Esa Rahtu

Relative Camera Pose Estimation Using Convolutional Neural Networks

This paper presents a convolutional neural network based approach for estimating the relative pose between two cameras. The proposed network takes RGB images from both cameras as input and directly produces the relative rotation and translation as output. The system is trained in an end-to-end manner utilising transfer learning from a large scale classification dataset. The introduced approach is compared with widely used local feature based methods (SURF, ORB) and the results indicate a clear improvement over the baseline. In addition, a variant of the proposed architecture containing a spatial pyramid pooling (SPP) layer is evaluated and shown to further improve the performance.

Exploiting inter-image similarity and ensemble of extreme learners for fixation prediction using deep features

This paper presents a novel fixation prediction and saliency modeling framework based on inter-image similarities and ensemble of Extreme Learning Machines (ELM). The proposed framework is inspired by two observations, (1) the contextual information of a scene along with low-level visual cues modulates attention, (2) the influence of scene memorability on eye movement patterns caused by the resemblance of a scene to a former visual experience. Motivated by such observations, we develop a framework that estimates the saliency of a given image using an ensemble of extreme learners, each trained on an image similar to the input image. That is, after retrieving a set of similar images for a given image, a saliency predictor is learnt from each of the images in the retrieved image set using an ELM, resulting in an ensemble. The saliency of the given image is then measured in terms of the mean of predicted saliency value by the ensembles members.

Automatic knee osteoarthritis diagnosis from plain radiographs : a deep learning-based approach

Knee osteoarthritis (OA) is the most common musculoskeletal disorder. OA diagnosis is currently conducted by assessing symptoms and evaluating plain radiographs, but this process suffers from subjectivity. In this study, we present a new transparent computer-aided diagnosis method based on the Deep Siamese Convolutional Neural Network to automatically score knee OA severity according to the Kellgren-Lawrence grading scale. We trained our method using the data solely from the Multicenter Osteoarthritis Study and validated it on randomly selected 3,000 subjects (5,960 knees) from Osteoarthritis Initiative dataset. Our method yielded a quadratic Kappa coefficient of 0.83 and average multiclass accuracy of 66.71% compared to the annotations given by a committee of clinical experts. Here, we also report a radiological OA diagnosis area under the ROC curve of 0.93. Besides this, we present attention maps highlighting the radiological features affecting the network decision. Such information makes the decision process transparent for the practitioner, which builds better trust toward automatic methods. We believe that our model is useful for clinical decision making and for OA research; therefore, we openly release our training codes and the data set created in this study.

Real-time Human Pose Estimation with Convolutional Neural Networks.

In this paper, we present a method for real-time multi-person human pose estimation from video by utilizing convolutional neural networks. Our method is aimed for use case specific applications, where good accuracy is essential and variation of the background and poses is limited. This enables us to use a generic network architecture, which is both accurate and fast. We divide the problem into two phases: (1) pre-training and (2) finetuning. In pre-training, the network is learned with highly diverse input data from publicly available datasets, while in finetuning we train with application specific data, which we record with Kinect. Our method differs from most of the state-of-the-art methods in that we consider the whole system, including person detector, pose estimator and an automatic way to record application specific training material for finetuning. Our method is considerably faster than many of the state-of-the-art methods. Our method can be thought of as a replacement for Kinect in restricted environments. It can be used for tasks, such as gesture control, games, person tracking, action recognition and action tracking. We achieved accuracy of 96.8% (PCK@0.2) with application specific data.

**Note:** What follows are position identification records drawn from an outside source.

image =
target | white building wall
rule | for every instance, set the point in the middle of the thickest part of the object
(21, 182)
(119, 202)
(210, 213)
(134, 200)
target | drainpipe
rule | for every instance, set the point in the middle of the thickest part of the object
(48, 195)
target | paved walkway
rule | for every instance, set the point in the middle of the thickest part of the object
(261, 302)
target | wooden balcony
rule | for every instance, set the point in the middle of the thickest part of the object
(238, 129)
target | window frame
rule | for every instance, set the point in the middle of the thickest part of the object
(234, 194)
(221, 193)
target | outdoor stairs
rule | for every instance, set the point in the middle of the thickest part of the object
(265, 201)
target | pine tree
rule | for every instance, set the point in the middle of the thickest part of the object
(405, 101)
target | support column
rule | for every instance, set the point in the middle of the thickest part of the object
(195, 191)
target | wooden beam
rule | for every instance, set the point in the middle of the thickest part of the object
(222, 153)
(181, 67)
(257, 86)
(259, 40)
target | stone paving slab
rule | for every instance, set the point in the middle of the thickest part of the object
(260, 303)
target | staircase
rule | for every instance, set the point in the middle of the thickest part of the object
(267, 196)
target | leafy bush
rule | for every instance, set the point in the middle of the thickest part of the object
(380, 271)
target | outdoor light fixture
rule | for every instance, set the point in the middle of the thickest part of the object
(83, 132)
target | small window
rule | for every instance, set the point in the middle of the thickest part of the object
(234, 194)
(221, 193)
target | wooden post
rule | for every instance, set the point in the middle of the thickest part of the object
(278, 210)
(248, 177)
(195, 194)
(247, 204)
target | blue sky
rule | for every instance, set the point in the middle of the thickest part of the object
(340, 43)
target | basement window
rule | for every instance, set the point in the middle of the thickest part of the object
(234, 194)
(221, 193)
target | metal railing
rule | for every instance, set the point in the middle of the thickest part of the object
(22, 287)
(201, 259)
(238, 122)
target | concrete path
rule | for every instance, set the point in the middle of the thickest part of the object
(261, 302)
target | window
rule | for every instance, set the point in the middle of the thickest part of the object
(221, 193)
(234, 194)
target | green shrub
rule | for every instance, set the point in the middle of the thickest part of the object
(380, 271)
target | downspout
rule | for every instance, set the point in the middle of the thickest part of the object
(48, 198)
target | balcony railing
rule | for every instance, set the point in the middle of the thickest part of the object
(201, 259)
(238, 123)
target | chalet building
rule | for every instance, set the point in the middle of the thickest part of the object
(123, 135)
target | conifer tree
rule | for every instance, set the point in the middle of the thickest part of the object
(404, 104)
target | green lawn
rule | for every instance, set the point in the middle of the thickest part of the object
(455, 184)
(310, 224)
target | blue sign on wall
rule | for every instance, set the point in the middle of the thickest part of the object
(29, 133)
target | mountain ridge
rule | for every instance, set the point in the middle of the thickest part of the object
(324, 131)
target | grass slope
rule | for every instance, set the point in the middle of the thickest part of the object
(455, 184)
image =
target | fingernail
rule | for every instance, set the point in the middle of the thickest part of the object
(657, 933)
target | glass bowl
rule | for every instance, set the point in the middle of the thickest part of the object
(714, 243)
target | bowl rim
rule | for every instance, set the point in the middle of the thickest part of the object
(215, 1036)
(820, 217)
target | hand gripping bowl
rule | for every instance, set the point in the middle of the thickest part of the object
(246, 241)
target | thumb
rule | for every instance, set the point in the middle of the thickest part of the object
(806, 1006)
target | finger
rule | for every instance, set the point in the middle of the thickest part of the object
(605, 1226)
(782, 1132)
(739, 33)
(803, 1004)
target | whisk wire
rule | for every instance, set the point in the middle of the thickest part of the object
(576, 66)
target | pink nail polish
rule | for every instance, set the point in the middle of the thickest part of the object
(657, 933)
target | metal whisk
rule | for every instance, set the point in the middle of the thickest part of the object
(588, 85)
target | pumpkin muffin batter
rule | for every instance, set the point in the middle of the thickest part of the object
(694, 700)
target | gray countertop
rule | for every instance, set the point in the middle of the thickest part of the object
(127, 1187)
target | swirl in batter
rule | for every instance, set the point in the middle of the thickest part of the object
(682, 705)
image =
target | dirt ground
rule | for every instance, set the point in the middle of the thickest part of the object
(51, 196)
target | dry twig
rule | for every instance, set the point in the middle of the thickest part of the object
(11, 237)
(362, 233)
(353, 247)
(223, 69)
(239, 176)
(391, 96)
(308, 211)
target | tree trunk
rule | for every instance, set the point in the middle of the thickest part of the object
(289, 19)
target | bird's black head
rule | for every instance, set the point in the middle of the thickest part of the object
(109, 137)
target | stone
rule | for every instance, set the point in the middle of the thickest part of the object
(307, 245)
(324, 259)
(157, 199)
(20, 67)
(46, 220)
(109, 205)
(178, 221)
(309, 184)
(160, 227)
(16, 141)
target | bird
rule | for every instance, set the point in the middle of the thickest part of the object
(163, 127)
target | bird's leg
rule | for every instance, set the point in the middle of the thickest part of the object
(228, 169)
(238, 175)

ADVIO: An Authentic Dataset for Visual-Inertial Odometry

The lack of realistic and open benchmarking datasets for pedestrian visual-inertial odometry has made it hard to pinpoint differences in published methods. Existing datasets either lack a full six degree-of-freedom ground-truth or are limited to small spaces with optical tracking systems. We take advantage of advances in pure inertial navigation, and develop a set of versatile and challenging real-world computer vision benchmark sets for visual-inertial odometry. For this purpose, we have built a test rig equipped with an iPhone, a Google Pixel Android phone, and a Google Tango device. We provide a wide range of raw sensor data that is accessible on almost any modern-day smartphone together with a high-quality ground-truth track. We also compare resulting visual-inertial tracks from Google Tango, ARCore, and Apple ARKit with two recent methods published in academic forums. The data sets cover both indoor and outdoor cases, with stairs, escalators, elevators, office environments, a shopping mall, and metro station.